だけど、ラスターは違う気がする。光弾を撃ち出すなんて、魔法をあれらと同じように使って可能なものではない。
前にルナが言っていた。
回路を構成する結晶には、コンデンサーのように「魔素を溜めるもの」と導線のように「魔素を流すもの」、ボタンのように「魔素を感知するもの」、そして電球や電熱線のように「魔素を魔法に変えるもの」があると。
魔力吸収可能……なんとかってやつも「魔素を溜めるもの」に分類される。
魔法は、言わば魔素の流れ。その定義に従えば、結晶が媒介して発現するものも、魔法なのではないだろうか。
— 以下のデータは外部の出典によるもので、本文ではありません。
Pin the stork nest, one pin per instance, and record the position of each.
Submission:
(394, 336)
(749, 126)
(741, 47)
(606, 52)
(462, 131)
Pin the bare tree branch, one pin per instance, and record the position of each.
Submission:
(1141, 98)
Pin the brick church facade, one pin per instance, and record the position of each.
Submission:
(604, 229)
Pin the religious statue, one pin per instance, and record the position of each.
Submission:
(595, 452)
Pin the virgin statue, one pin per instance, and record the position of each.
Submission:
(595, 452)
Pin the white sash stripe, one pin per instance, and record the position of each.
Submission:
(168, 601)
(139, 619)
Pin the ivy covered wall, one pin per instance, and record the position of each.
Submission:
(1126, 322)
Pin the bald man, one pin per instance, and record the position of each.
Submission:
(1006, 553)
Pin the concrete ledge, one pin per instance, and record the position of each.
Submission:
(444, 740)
この答えが正しければ、ラスターの攻撃は僕が防げるはずだ。これもルナが言っていたように「気付かなかった」だけ。魔法だと認識していないから、逆演算が働かないだけなのだ。
考えが纏め終わると同時に放たれた光線に目を凝らす。すると、ほんの一瞬の間に大量の情報が頭に流れ込んできた。
情報量は膨大、だけれど整理すれば単純な、まるで綺麗に因数分解できるn次関数のようだった。
読み取った魔法の式を、打ち消すための逆魔法の式へと変え、それを前に向かって撃つ。2つの魔法が接触した瞬間、乾いた音ともに辺りが青い光に包まれた。
「できた! エリー、これなら……」
「防御できたとしても、攻撃できなきゃ意味ないでしょ」
「あっ……」
そうだ、エリーの攻撃でも一切通用しないんだった。比較的弱そうな関節部分を重点的に攻めれば何とか……待て、何かが引っかかる。
ラスターは機械、すなわち動力源が必ずあるはずだ。天井に止まったり飛翔したりしているのだから、ケーブルのようなものは無いだろう。つまり、内部に魔素を溜めこんだ結晶があるはずだ。
そして、その中身は魔法を撃って入ればいずれ底をつく。
「そうか、充電切れを狙えば!」
「確かに……カズヤらしいセコさね」
動けない機械龍など、ただの金属の塊に過ぎない。こうして僕達は、エリー曰くセコい耐久戦に持ち込むことにしたのだった。